陸濤坐在辦公室,聽到金文賢的一番話,臉色陰沉得快要滴出水來:“所以你的意思是,蘇先生那邊,已經徹底放棄了對聯恒化工的投資,包括以后也只是按照股份分成,不會繼續投資了,是嗎?”
“我早就跟你說過,像是聯恒化工這樣的生意,蘇總還投資了不少,對于他來說,這些都是小生意!根據內部情報,他準備跟朋友在沿海地區,布局酒店生意,投資估計得上百億!雖然不知道蘇先生占股多少,但肯定要花一大筆錢,一些他以前投資的生意,已經開始進行資金回籠了。”
金文賢嘆了口氣,繼續說道:“作為聯恒化工的負責人,我當然知道繼續投資能帶來的收益,但是蘇先生如今的注意力,明顯不在這邊!”
陸濤轉身要去拿手機:“我親自找他談!”
“陸總,沒用的。”
金文賢沒有阻攔,只是搖了搖頭:“我已經跟總部爭取了三個月,所有利弊都已經講清楚了!上面不是不知道化工廠能賺錢,只是覺得維持現狀已經足夠了,將原本該用于化工廠的資金,轉移到其他地方,會有更高的收益。”
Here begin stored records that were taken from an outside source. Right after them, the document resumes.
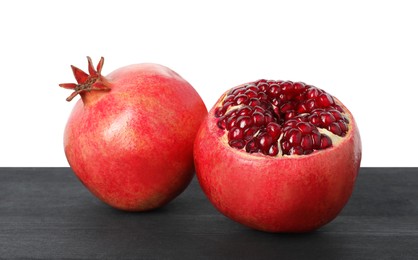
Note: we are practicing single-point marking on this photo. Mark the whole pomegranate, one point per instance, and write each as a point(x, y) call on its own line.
point(129, 139)
point(278, 156)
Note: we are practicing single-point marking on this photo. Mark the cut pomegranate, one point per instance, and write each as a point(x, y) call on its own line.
point(301, 110)
point(278, 156)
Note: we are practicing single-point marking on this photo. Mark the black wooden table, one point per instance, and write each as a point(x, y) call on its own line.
point(46, 213)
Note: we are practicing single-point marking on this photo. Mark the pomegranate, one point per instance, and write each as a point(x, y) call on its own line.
point(129, 139)
point(278, 156)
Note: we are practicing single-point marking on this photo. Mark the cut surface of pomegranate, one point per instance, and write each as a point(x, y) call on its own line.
point(278, 156)
point(279, 118)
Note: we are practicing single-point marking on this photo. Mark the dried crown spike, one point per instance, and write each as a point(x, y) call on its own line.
point(86, 82)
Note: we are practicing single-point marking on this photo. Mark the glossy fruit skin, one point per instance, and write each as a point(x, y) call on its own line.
point(132, 146)
point(287, 194)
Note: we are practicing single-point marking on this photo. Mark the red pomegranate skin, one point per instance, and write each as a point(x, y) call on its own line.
point(132, 146)
point(289, 194)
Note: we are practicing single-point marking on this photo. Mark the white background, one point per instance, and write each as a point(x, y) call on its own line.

陸濤停下腳步問道:“那你憑什么認為,我會為了別人的利益做出犧牲呢?”
“你先別激動,我來找你,就是為了商量一下這件事該怎么解決!”
金文賢邁步上前,拉著陸濤的胳膊坐在沙發上,語重心長的說道:“我雖然是被蘇先生派過來的,但實際上卻跟你是一條船上的人,只有你的蛋糕越做越大,我能拿到的分紅才越來越多!可蘇先生也是聯恒化工的股東之一,如果他不同意擴建,你我都沒有能力做出改變!”
陸濤臉色一沉,不發一語。
金文賢觀察著陸濤的表情,遞過去一支煙,試探著說道:“其實關于這件事,我有一個不成熟的想法,不知道當講不當講!”
“事情都到這一步了,你還賣關子有什么意義嗎?”
陸濤擺了擺手:“有什么想法,你直接說。”
金文賢做了個深呼吸:“我是這樣想的,既然蘇先生不同意興建分廠,那咱們就自己來!”
“你在開玩笑嗎?”
陸濤無語的看著金文賢:“你自己剛說完,蘇合也是化工廠的股東之一,他怎么可能同意你強行挪用資金?”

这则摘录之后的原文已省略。